Specifying toggle configuration in environment variables or command-line arguments is difficult to coordinate across multiple nodes in a large deployment and requires redeployment and/or restarting each process.
Storing toggle configuration in separate files allows the configuration to be decoupled from the code and allows different deployments to override values. However, any change to the configuration requires a redeploy of the application.
Many features in the edX platform use JSON Configuration files to store their settings, including toggle configuration. It is recommended that features instead use a more dynamically configurable alternative such as Configuration Models or Feature Toggles, unless (1) the setting is security-sensitive or (2) is guaranteed to not need to change for a given open edX deployment.
Examples of security-sensitive data are secret credentials (API keys, private keys, etc) and private network identifiers (AWS S3 bucket names, external service hostname, etc).
A viable alternative to Feature Toggles is edX’ Django Configuration Model. Built on top of Django Models, it stores configuration in a relational table, provides an audit trail of changes, and supports granular permissions. Each feature creates its own Config Model, which allows the feature to include whatever additional Django Fields it requires. In fact, Config Models are the recommended framework for storing all non-boolean edX feature settings that need to be dynamically manipulated via Django Admin.
For light-weight boolean Feature Toggles, however, Config Models have proven to be difficult to clean up after use. The primary reason for this is that teams must manage a multi-phase rollout to remove columns or tables in a blue-green deployment since the previous version of the code continues to access the deleted column/table even after the database has been migrated.

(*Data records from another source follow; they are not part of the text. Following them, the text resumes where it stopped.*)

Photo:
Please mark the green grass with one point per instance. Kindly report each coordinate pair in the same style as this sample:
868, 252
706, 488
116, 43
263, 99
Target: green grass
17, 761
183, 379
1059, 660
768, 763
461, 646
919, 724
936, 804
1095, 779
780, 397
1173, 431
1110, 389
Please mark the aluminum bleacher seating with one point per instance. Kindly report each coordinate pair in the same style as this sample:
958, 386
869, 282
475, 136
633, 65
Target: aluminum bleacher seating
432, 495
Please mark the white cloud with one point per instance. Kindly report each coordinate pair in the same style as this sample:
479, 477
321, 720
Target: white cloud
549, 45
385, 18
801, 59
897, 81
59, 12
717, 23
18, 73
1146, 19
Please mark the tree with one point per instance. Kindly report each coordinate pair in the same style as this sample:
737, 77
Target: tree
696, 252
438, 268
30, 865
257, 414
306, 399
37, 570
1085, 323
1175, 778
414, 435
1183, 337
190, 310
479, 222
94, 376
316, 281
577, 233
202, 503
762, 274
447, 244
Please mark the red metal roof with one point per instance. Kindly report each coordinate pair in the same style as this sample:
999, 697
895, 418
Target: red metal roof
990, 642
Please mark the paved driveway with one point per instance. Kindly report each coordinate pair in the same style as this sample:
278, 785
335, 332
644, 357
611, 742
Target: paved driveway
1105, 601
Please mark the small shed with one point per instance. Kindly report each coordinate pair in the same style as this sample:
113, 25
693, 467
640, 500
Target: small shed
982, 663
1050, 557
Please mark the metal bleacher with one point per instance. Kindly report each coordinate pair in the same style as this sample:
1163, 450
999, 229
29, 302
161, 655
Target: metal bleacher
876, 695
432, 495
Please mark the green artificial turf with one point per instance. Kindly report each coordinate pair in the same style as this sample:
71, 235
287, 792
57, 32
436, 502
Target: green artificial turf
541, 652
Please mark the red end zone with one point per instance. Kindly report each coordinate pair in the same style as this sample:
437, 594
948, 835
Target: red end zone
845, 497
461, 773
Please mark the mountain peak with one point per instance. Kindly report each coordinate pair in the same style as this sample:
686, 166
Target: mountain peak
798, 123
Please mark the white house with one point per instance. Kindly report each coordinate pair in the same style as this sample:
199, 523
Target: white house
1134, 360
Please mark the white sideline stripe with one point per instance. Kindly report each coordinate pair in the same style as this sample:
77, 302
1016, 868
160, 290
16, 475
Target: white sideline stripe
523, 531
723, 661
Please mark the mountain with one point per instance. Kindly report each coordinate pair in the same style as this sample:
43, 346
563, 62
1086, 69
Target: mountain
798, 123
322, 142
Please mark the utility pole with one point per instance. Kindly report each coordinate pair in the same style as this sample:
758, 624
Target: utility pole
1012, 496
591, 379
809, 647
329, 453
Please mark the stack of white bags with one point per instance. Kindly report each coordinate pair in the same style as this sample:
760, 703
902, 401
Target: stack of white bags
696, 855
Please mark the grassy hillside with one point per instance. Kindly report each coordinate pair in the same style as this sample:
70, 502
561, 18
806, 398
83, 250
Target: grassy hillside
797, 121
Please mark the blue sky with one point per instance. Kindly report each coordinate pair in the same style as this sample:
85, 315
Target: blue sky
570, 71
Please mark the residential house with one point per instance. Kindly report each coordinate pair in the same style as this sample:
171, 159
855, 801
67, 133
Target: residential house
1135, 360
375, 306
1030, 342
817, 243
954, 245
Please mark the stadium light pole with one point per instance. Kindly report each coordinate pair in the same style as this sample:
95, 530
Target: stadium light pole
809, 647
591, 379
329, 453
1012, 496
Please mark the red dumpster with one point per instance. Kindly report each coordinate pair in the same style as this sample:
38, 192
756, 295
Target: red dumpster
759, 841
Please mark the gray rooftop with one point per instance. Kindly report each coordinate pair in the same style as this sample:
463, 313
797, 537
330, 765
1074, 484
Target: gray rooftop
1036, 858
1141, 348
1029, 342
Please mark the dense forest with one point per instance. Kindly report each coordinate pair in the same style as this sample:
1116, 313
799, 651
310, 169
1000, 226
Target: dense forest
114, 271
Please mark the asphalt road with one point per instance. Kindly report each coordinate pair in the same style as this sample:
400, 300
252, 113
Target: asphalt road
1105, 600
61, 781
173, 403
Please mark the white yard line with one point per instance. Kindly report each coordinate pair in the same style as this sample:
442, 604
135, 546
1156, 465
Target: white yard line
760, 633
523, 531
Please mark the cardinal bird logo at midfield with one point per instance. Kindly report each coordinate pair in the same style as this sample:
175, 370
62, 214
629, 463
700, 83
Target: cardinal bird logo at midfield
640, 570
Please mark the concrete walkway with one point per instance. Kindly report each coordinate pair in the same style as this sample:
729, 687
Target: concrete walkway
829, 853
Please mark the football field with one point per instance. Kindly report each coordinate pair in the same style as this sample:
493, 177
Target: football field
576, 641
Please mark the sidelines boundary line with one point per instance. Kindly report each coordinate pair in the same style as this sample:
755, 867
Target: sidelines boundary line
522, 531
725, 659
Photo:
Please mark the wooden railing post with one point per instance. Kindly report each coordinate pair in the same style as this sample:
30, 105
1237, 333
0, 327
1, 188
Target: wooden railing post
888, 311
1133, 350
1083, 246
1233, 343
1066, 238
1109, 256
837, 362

On the other hand, the Waffle API is attractively simple and does not require database migrations since it uses a centralized generic table to store all Feature Toggles.
Since the well-maintained Waffle library already has extensive built-in capabilities for Rollout Toggles (controlling percentage of population) and Group Toggles (controlling users, roles, etc via its Flag attributes), it provides a more comprehensive framework for Feature Toggles than Config Models do out of the box.
One thing to note, however, is the tradeoff made between (a) supporting Least Privilege (via Config Model) and (b) Developer ease-of-use and Code maintainability (via Waffle). Since Config Models are stored in distributed tables, operators can easily place fine-grained control over who has access to which tables. This will be much harder to implement using Waffle. With Waffle, we can easily detect, but not prevent, access to feature toggles.
There are various open-source service discovery and distributed configuration libraries that provide a flexible key-value storage to manage Feature Toggles amongst other dynamic configuration settings. For example, Zookeeper, Consul, and etcd are viable options.
Unlike Waffle and Config Models, these services provide out-of-the-box support for centrally managing and synchronizing configuration changes across all microservices in a distributed system. This is where we ultimately want to be.
However, since we expect that migrating our platform to use such a service will be a large undertaking, we are postponing that effort to a later date. In the meantime, this OEP focuses on enabling teams to align on a common strategy for dynamically configuring and managing application-specific Feature Toggles.